I don’t care if Tories, or red and yellow Tories, get upset at the use of the word ‘scum’ to describe them and their policies. I get upset about food banks, and people feeling their only recourse is to kill themselves rather than live lives of misery after benefits being removed by a heartless and morally bankrupt government, elected by people who either don’t care or are ignorant, and ignorance is no excuse for the misery caused by their parties either red, blue or yellow.
I appreciate the word ‘scum’ is not a nice word, it is a word that alienates, but when I reflect on my life experiences and how the Tories of all colours have impacted on it then it is difficult to feel any sympathy for those who knowingly vote for them, and certainly not for the politicians who know exactly what they are doing and the harm it causes while looking after their own and calling me a separatist and a nationalist for wanting something better.
They might not like to be referred to as ‘scum’ but does that say more about their guilt as they know that they have been associated with the word for nearly 40 or 50 years and their policies and actions deserve it. Is the concern of the yes movement, and many of its leaders,of the use of the word ‘scum’ more about fear of being portrayed as anything other than perfect or of being part of an intolerant movement in some minute way. All Under One Banner is an amazing idea, the YES movement is an inspiration and I understand that the Scotland they want to build is an inclusive and tolerant one, I also accept that the Tories of all colours are not going away in an independent Scotland and will play a role in the future direction of the country for good or bad.

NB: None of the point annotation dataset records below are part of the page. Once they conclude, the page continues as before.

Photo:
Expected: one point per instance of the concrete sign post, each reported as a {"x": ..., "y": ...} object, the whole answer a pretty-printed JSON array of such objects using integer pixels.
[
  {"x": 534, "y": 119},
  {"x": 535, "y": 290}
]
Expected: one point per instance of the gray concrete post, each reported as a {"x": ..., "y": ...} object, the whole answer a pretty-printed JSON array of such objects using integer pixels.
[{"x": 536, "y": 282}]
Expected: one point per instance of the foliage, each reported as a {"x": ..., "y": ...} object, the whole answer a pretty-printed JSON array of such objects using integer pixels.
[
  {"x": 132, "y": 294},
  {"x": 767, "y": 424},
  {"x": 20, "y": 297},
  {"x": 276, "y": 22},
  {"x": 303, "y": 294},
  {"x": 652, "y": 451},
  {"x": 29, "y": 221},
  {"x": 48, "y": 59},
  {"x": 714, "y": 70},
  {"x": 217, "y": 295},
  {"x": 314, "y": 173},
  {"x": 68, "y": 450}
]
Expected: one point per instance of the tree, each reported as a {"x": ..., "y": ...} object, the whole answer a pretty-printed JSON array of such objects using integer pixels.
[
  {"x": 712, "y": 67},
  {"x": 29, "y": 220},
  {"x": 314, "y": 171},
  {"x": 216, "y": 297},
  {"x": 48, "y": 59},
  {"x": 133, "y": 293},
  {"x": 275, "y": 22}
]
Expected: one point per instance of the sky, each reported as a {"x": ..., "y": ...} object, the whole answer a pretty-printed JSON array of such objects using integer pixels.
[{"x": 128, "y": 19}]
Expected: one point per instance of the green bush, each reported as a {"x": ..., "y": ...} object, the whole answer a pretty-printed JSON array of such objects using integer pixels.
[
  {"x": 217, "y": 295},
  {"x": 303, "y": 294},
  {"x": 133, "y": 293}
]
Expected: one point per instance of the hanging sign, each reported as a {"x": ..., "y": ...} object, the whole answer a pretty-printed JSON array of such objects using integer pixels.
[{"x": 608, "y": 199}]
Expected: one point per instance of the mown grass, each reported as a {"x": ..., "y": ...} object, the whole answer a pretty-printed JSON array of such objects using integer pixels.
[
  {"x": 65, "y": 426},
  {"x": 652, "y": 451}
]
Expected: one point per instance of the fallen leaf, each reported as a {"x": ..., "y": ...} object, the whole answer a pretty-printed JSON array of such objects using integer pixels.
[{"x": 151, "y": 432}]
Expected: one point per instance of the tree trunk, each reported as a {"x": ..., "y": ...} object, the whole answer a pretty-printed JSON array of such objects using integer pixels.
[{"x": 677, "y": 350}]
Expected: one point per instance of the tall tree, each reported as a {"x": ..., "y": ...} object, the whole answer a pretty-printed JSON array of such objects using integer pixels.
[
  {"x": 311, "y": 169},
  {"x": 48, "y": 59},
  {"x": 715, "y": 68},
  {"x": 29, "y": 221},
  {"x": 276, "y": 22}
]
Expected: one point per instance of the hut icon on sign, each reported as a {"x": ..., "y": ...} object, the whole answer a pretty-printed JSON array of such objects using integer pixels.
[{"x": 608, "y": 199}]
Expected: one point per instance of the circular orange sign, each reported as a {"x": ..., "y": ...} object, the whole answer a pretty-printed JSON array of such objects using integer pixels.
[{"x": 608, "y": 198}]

So, while I understand the concern of the use of the word, of how it can be perceived to fall into the personalised politics that many of us don’t like, that it can alienate, there is a part of me that just can’t get upset at the term in relation to politicians and movements that have done so much harm to this country. I also accept that my view will not be shared by many, or any, and will potentially be viewed as offensive, you can’t get much lower than that word but there is also the part of me that understands that the reason I am no longer a member of a political party or any movement is that once political correctness sets in, when quotas and positive discrimination sets in, when you say that certain words cannot be used or are not welcome then that in itself becomes intolerant. I know that the word ‘scum’ can be viewed as the other words that have no place in the modern world, words that discriminate on the basis of gender, colour, race, sexuality or religion. I understand that I am more than likely wrong on this one but you can’t help but feel the way you feel and I am not going to apologise for that to be honest. I am my experiences, I don’t care what colour Tories are, what country they come from, what faith they follow or who they love but I do care about their actions and policies and for me those are something I don’t know that I will ever be able to forgive, maybe I will tone down the use of the word in this blog but the feelings will still be there, the anger will still be there.